An inability to effectively manage the performance of Big Data applications will, in many cases, mean a failure to meet service-level agreements (SLAs), which will inevitably lead to financial loss in some shape or form. Simply throwing more hardware at the problem might provide a solution in the short-term; but the ongoing associated costs make this is a very inefficient solution. As with any enterprise application, it’s important to be able to see a high-level overview of the systems and how they are operating so that bottlenecks and issues can be flagged early on. Yet it is equally important to have the tools available to drill down into the application code so that these problems can be resolved efficiently and accurately, ensuring that administrators do not have to disrupt other applications by churning through irrelevant log files.

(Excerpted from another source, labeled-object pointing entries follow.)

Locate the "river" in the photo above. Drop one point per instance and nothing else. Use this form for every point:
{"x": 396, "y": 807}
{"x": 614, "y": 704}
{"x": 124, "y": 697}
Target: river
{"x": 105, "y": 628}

A similar approach needs to be taken to NoSQL databases. Cassandra NoSQL databases can scale horizontally and they allow for very low latency requests and so are typically being used for applications where real-time insights are the name of the game. However, for all the speed that Cassandra provides, this speed is dependent on native applications meaning Cassandra is only as fast as its parts. This means that to ensure companies are benefiting from the speed of use of Cassandra, they need to take into account the performance of all parts across the application delivery chain. As such, having end-to-end visibility across the entire service delivery chain and all transaction processes is crucial to spotting and addressing problems in the NoSQL environment.

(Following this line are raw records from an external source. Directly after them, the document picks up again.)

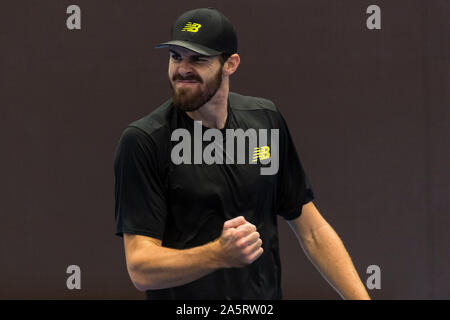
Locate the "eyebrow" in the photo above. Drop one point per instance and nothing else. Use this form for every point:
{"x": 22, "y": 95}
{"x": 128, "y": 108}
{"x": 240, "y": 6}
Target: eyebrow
{"x": 193, "y": 56}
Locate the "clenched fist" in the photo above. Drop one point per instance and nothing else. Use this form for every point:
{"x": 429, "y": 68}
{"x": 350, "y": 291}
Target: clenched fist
{"x": 239, "y": 243}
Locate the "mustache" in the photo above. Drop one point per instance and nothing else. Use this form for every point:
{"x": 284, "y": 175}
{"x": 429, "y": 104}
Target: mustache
{"x": 193, "y": 77}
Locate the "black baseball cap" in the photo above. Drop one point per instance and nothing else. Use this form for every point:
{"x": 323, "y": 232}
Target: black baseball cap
{"x": 205, "y": 31}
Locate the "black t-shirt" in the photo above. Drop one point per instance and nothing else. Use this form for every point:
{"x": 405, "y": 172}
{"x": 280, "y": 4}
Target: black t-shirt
{"x": 185, "y": 205}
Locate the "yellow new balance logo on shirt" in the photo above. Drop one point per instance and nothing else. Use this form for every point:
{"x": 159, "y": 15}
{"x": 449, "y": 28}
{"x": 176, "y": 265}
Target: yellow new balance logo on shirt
{"x": 191, "y": 27}
{"x": 261, "y": 153}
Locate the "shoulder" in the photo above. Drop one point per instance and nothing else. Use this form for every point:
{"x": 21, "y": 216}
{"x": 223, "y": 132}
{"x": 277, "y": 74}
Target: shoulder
{"x": 149, "y": 131}
{"x": 243, "y": 102}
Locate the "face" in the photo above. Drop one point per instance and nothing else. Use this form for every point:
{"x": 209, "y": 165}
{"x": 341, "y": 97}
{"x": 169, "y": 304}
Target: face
{"x": 194, "y": 78}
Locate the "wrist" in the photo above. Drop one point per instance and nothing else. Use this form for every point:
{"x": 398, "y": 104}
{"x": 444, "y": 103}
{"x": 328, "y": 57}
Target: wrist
{"x": 217, "y": 257}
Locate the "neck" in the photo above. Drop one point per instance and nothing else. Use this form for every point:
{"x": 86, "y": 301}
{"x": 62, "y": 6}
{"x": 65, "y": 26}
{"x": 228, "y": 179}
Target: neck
{"x": 213, "y": 114}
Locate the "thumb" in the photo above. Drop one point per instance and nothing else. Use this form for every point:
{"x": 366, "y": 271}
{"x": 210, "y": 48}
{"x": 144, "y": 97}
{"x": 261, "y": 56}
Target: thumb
{"x": 234, "y": 223}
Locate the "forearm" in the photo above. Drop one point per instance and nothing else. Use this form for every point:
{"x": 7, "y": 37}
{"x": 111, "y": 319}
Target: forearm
{"x": 161, "y": 267}
{"x": 326, "y": 251}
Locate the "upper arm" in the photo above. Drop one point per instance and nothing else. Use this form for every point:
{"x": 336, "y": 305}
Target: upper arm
{"x": 135, "y": 246}
{"x": 309, "y": 220}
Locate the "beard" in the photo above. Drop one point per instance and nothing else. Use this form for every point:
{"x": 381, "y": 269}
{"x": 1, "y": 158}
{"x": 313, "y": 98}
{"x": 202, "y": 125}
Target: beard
{"x": 192, "y": 98}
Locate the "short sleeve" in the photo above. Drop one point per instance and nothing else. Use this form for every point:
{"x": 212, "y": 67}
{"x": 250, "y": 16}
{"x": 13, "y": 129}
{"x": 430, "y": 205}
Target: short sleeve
{"x": 293, "y": 186}
{"x": 140, "y": 197}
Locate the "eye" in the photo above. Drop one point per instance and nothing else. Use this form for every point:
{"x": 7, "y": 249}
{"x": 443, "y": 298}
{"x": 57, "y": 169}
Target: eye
{"x": 174, "y": 56}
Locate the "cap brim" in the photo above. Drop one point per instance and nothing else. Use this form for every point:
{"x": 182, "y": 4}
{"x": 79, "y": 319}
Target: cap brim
{"x": 191, "y": 46}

Bearing in mind the unique performance challenges in managing Big Data environments, a successful implementation relies on a number of key considerations:

  • Large Hadoop environments are hard to manage and operate. Without automation in terms of deployment, operations, monitoring, and root-cause analysis, they quickly become unmanageable. Organisations must have a monitoring solution in place that proactively informs IT departments of any infrastructure or software issues that could affect their operation. These tools need to provide a timely solution to pinpoint the root cause of any performance issues.
  • The easiest way to identify new performance issues is to detect and analyse change. As such, enterprises should adopt a lifecycle and 24/7 production approach to APM, enabling them to notice changes in data and compute distribution over time. Due to the sheer scale of the applications in Hadoop environments it is imperative to automate this process as it is impossible to replicate a production system to conduct tests. This approach to APM will also allow IT departments to immediately pinpoint any negative knock-on effects created by the introduction of a new software release.
  • Throwing more and more hardware at the problem is unlikely to remedy performance issues in Big Data applications. Although cheaper hardware can be used for Hadoop, it is still an additional cost. But more than that, additional infrastructure will also increase the operational drag. Every node that is added will make traditional log-based analysis more complicated. Instead, IT departments should implement an APM solution that enables them to understand and optimise MapReduce jobs at their core and reduces the time and resources needed to run them.

In short, for Big Data solutions to perform and deliver on the promises made by vendors, a new approach to application performance management is needed: one that goes beyond log-file analysis and point tools. Companies must not get caught in the trap of thinking their traditional approaches to managing application performance will work.

Instead, they should seek out new approaches that can cope specifically with the architecture of dynamic, elastic Big Data environments. With this new approach, enterprises can make highly optimised Big Data implementations much easier to achieve, leaving them free to maximise their ROI from the interpretation and delivery of Big Data insights.